I guess I'm not really why clear why the ETOH patient is being allowed to just hang out and be drunk without any apparent indication for being in the ER, my suggestion would be to get his MSE done and send him on his way.

Where I live, if police bring (and usually drop off, then leave), hospital is keeping them for detox before jail. They do this to avoid lawsuits in the case that intoxication is more than ETOH, and so that pt can detox safely, for safety to other inmates and jail staff. Sometimes ER gets to be their holding area, as other beds are full ?

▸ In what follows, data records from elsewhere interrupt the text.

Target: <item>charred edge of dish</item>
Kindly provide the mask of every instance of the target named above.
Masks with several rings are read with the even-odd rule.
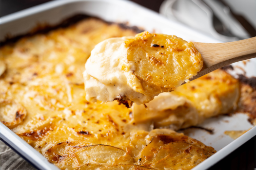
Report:
[[[211,135],[213,135],[214,134],[214,129],[205,128],[200,127],[200,126],[190,126],[190,127],[189,127],[186,128],[181,129],[180,129],[180,130],[182,131],[182,130],[189,129],[199,129],[205,130]]]
[[[80,131],[78,132],[78,134],[79,134],[79,135],[90,135],[90,133],[88,131]]]
[[[152,45],[151,45],[151,47],[160,47],[160,46],[158,44],[153,44]]]
[[[39,34],[45,34],[57,29],[65,28],[76,24],[82,20],[88,18],[98,19],[110,25],[117,24],[121,29],[124,30],[131,30],[136,33],[139,33],[144,31],[144,30],[139,29],[136,26],[129,26],[125,23],[108,22],[97,17],[90,16],[85,14],[79,14],[62,20],[59,23],[56,25],[50,25],[48,23],[38,24],[36,27],[32,29],[27,34],[20,34],[14,36],[12,36],[11,34],[7,34],[5,35],[4,39],[2,41],[0,41],[0,47],[7,44],[15,43],[20,39],[24,37],[30,37]]]
[[[231,65],[228,65],[220,68],[223,70],[227,71],[228,70],[234,70],[234,67]]]
[[[133,105],[133,102],[131,101],[124,100],[122,99],[115,99],[114,101],[117,101],[118,102],[118,105],[124,104],[127,108],[130,108]]]
[[[241,83],[250,85],[254,90],[256,90],[256,77],[248,78],[244,75],[238,74],[238,80]]]

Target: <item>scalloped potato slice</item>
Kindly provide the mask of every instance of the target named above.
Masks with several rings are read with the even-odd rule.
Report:
[[[212,147],[168,129],[155,129],[149,136],[152,140],[137,160],[138,164],[146,167],[190,170],[216,153]]]
[[[174,142],[166,144],[158,151],[151,167],[158,170],[173,168],[175,170],[191,170],[206,159],[203,149],[183,142]]]
[[[144,32],[124,43],[127,56],[122,70],[139,80],[146,93],[173,91],[203,66],[193,44],[175,35]]]
[[[130,155],[123,150],[114,146],[96,145],[83,147],[59,162],[58,166],[68,165],[77,168],[88,163],[101,163],[108,165],[130,164],[134,163]]]
[[[86,98],[146,103],[187,82],[203,63],[192,42],[174,35],[144,32],[109,38],[95,46],[85,64]]]
[[[51,147],[43,153],[43,154],[50,162],[57,163],[61,161],[63,156],[87,145],[89,145],[88,143],[81,141],[60,142]]]
[[[86,164],[79,168],[78,170],[153,170],[151,168],[142,167],[137,165],[118,165],[111,166],[106,166],[102,164]]]
[[[79,168],[77,170],[105,170],[106,166],[100,164],[87,164]]]
[[[18,126],[26,115],[26,109],[20,104],[9,100],[0,101],[0,121],[8,128]]]

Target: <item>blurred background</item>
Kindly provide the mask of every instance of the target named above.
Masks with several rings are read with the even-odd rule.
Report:
[[[49,1],[0,0],[0,17]],[[256,36],[256,0],[132,1],[223,42]],[[256,170],[256,136],[209,170]]]

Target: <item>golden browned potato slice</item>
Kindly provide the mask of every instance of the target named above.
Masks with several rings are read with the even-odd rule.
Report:
[[[8,128],[18,126],[26,115],[27,111],[20,104],[9,100],[0,101],[0,121]]]
[[[133,119],[135,122],[153,121],[155,127],[177,130],[235,110],[239,96],[237,80],[218,69],[159,94],[146,104],[147,108],[134,104]]]
[[[88,164],[79,168],[78,170],[154,170],[137,165],[118,165],[106,166],[102,164]]]
[[[190,170],[216,151],[202,143],[167,129],[156,129],[141,150],[138,164],[158,170]]]
[[[121,149],[108,145],[96,145],[79,149],[59,161],[58,166],[72,165],[73,168],[77,168],[84,164],[92,163],[112,165],[131,164],[134,162],[131,155]]]
[[[193,44],[174,35],[144,32],[124,43],[127,62],[122,70],[131,73],[131,81],[138,79],[145,93],[173,91],[203,66]]]
[[[79,168],[78,170],[104,170],[107,166],[100,164],[87,164]]]
[[[176,36],[144,32],[109,38],[95,46],[85,64],[86,100],[147,103],[189,81],[203,63],[192,42]]]

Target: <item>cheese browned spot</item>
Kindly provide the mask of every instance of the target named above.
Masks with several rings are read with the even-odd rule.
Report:
[[[98,44],[85,64],[86,99],[147,103],[196,75],[203,59],[192,42],[144,32]]]

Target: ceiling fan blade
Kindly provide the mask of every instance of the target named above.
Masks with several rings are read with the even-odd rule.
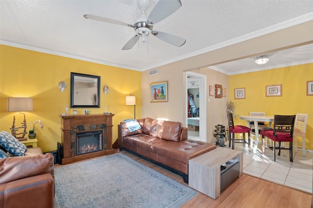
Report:
[[[135,45],[135,44],[136,44],[136,43],[138,42],[138,40],[139,36],[136,35],[135,36],[132,38],[131,40],[128,41],[128,42],[127,42],[126,44],[125,44],[125,45],[124,46],[124,47],[123,47],[122,50],[129,50],[131,49],[133,47],[134,47],[134,45]]]
[[[180,8],[180,0],[159,0],[151,11],[147,21],[154,24],[165,19]]]
[[[102,17],[97,16],[95,15],[86,14],[84,15],[84,17],[86,19],[89,19],[90,20],[96,20],[98,21],[104,21],[105,22],[111,23],[112,24],[119,24],[120,25],[127,26],[128,27],[134,27],[134,26],[132,24],[123,21],[119,21],[118,20],[112,20],[111,19],[104,18]]]
[[[174,35],[156,31],[151,33],[159,39],[175,46],[180,47],[186,42],[186,39]]]

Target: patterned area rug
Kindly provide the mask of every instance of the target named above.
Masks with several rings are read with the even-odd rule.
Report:
[[[55,169],[55,208],[178,208],[198,194],[122,153]]]

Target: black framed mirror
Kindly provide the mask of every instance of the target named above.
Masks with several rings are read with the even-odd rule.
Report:
[[[70,107],[100,107],[99,76],[70,73]]]

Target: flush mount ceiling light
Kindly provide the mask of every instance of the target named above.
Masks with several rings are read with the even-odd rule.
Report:
[[[256,59],[254,61],[254,62],[258,64],[264,64],[266,63],[268,60],[269,60],[269,58],[268,57],[268,56],[266,55],[258,56]]]

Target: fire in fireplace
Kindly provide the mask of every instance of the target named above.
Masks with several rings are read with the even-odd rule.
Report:
[[[102,131],[76,133],[76,155],[102,150]]]

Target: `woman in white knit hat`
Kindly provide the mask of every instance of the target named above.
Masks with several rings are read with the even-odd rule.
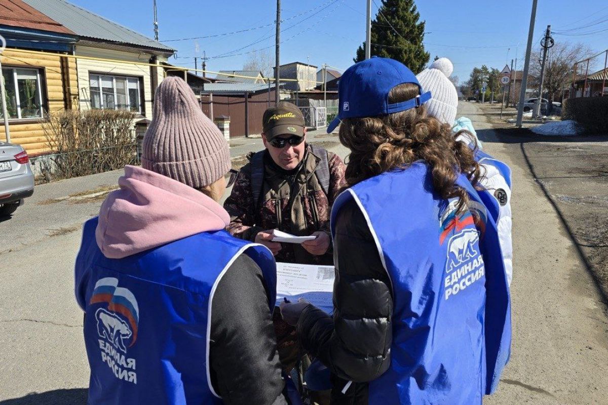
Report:
[[[230,236],[228,145],[181,79],[156,92],[142,167],[85,224],[76,296],[88,403],[285,404],[274,259]]]
[[[433,97],[427,103],[429,115],[452,127],[457,140],[476,149],[481,145],[470,119],[462,117],[456,120],[458,94],[449,77],[454,70],[452,62],[440,58],[416,77],[424,91],[430,91]],[[500,247],[508,284],[513,274],[513,249],[511,241],[511,169],[505,163],[482,151],[477,150],[475,158],[483,168],[485,177],[480,183],[489,195],[493,196]]]

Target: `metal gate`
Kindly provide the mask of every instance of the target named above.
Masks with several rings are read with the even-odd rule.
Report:
[[[304,116],[304,124],[317,129],[327,126],[327,109],[325,107],[299,107]]]

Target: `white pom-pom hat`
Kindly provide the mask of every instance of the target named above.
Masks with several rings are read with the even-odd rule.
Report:
[[[430,91],[432,96],[426,104],[429,115],[451,126],[456,120],[458,107],[458,93],[448,78],[453,71],[450,60],[440,58],[416,76],[423,91]]]

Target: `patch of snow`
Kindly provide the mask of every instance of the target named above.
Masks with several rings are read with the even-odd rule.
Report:
[[[531,131],[539,135],[561,135],[572,137],[582,134],[584,129],[576,121],[556,121],[548,122],[546,124],[531,128]]]

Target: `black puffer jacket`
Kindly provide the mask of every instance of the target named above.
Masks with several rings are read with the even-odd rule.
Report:
[[[363,214],[354,201],[336,222],[333,317],[309,305],[297,332],[305,349],[334,375],[332,405],[368,403],[368,382],[390,365],[390,281]],[[342,390],[353,383],[345,393]]]
[[[261,270],[246,254],[218,283],[211,304],[210,371],[226,405],[289,403],[266,297]]]

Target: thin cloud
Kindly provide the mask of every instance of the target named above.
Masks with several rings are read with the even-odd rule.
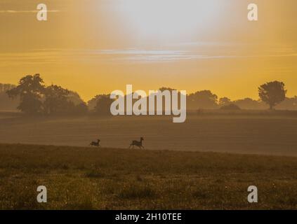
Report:
[[[0,10],[0,13],[37,13],[39,12],[37,10]],[[58,10],[48,10],[48,13],[59,13]]]

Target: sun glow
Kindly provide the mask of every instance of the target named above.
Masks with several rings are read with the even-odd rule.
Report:
[[[124,0],[119,10],[138,35],[159,38],[190,36],[211,29],[221,1],[218,0]]]

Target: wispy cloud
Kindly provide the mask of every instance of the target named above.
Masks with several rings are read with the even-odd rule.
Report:
[[[24,52],[0,53],[0,66],[21,64],[62,64],[65,63],[174,63],[183,61],[297,57],[293,49],[274,49],[263,53],[211,52],[164,49],[37,49]]]
[[[0,13],[37,13],[39,10],[0,10]],[[58,10],[48,10],[48,13],[59,13]]]

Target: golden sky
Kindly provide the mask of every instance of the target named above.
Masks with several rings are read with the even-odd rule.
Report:
[[[296,0],[1,0],[0,83],[39,73],[86,100],[126,84],[237,99],[279,80],[297,95],[296,13]]]

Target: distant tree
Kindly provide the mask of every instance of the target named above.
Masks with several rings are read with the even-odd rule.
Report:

Many moons ago we had a drunk patient who was admitted, he was even restrained, he still managed to loosen the restraints enough to pitch forward out of the bed and onto his head, severing his cervical spinal column. He was revived, but died a few days later. Luckily, his family was so sick of him, they didn't sue. I say this only because ETOHs are no joke. At an AA meeting a drunk woman was disturbing the meeting, they threw her out for being disruptive. She promptly falls down the front steps and cracks her head on the sidewalk. She sues...

These people will ruin your day. The company needs a better policy... But, the hospital will always err on the side of the patient and not the nurse.

Too bad you can't send them to a padded cell with constant monitoring until they sober up.